Mögliche Eskalation mit Teheran.. Wird das Freitagsgebet in Al-Aqsa zu einem Sicherheits-Test für Israel?

Laut einem Bericht auf der hebräischen Website Walla, berücksichtigen Sicherheitskreise in Israel die Möglichkeit, dass jede militärische Eskalation mit Teheran mit dem Zusammentreffen von Tausenden von Gläubigen auf dem Gelände von Al-Aqsa zusammenfällt, insbesondere während des zweiten Freitags im Ramadan.
Feldvorbereitungen und beispiellose Alarmbereitschaft
Der Bericht weist darauf hin, dass die israelischen Sicherheitskräfte beabsichtigen, ihre Präsenz in der Stadt Jerusalem zu verstärken, um auf jede plötzliche Sicherheitsentwicklung vorbereitet zu sein.

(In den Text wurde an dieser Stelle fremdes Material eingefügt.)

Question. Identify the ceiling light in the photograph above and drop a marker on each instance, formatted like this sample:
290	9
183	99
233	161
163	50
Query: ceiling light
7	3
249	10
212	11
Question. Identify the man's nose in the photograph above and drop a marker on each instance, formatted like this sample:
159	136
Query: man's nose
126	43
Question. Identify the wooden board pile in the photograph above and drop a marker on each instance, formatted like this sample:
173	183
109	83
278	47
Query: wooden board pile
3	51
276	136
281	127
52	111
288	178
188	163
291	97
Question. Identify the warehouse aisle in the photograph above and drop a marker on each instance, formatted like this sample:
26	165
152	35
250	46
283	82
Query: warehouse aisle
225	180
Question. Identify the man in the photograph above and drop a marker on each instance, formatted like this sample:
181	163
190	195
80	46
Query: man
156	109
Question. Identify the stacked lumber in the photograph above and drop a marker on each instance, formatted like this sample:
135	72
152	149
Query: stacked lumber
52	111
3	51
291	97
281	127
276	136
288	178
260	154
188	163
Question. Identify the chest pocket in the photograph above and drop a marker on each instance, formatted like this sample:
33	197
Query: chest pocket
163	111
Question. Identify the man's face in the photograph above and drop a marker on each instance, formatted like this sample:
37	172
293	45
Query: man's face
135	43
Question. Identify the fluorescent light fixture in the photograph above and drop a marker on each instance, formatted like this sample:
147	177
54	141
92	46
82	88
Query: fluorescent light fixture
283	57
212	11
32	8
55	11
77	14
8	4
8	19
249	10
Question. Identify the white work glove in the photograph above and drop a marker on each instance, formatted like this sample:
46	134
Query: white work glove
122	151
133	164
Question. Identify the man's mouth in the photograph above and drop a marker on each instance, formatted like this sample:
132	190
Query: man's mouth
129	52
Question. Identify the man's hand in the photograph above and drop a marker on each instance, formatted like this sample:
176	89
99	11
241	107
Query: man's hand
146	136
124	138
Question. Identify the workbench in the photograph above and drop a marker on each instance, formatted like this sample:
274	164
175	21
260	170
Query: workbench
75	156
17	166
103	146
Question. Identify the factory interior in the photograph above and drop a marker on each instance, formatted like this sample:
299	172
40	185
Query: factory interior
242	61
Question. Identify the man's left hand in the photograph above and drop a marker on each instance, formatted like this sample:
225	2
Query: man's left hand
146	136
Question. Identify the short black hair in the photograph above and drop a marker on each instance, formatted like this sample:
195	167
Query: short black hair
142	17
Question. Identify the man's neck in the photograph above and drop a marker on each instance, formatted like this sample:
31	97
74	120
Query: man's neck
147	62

Diese Maßnahmen erfolgen trotz der als „positiv“ bezeichneten Anzeichen aus Washington und Teheran bezüglich des Verlaufs der Genfer Verhandlungen.
In diesem Zusammenhang führt der israelische Verteidigungsminister Israel Katz kontinuierliche Beratungen und Bewertungen mit den Militärführern und Sicherheitsbehörden durch, um die regionalen Entwicklungen genau zu verfolgen.
Die Sorge um Raketen und deren Auswirkungen auf Jerusalem
Nach den Sicherheitsvorstellungen Israels könnte der Fall iranischer Raketen auf Israel während des Freitagsgebets dazu führen, dass etwa 10.000 Gläubige daran gehindert werden, zur Al-Aqsa-Moschee zu gelangen, sei es aus unmittelbaren Sicherheitsgründen oder aufgrund geänderter Anweisungen der inneren Front.
Analysten glauben, dass ein solcher Schritt zu weitreichenden Spannungen in Jerusalem und im Westjordanland führen könnte, insbesondere angesichts der religiösen und politischen Sensibilität, die mit der Al-Aqsa-Moschee während des Ramadan verbunden ist.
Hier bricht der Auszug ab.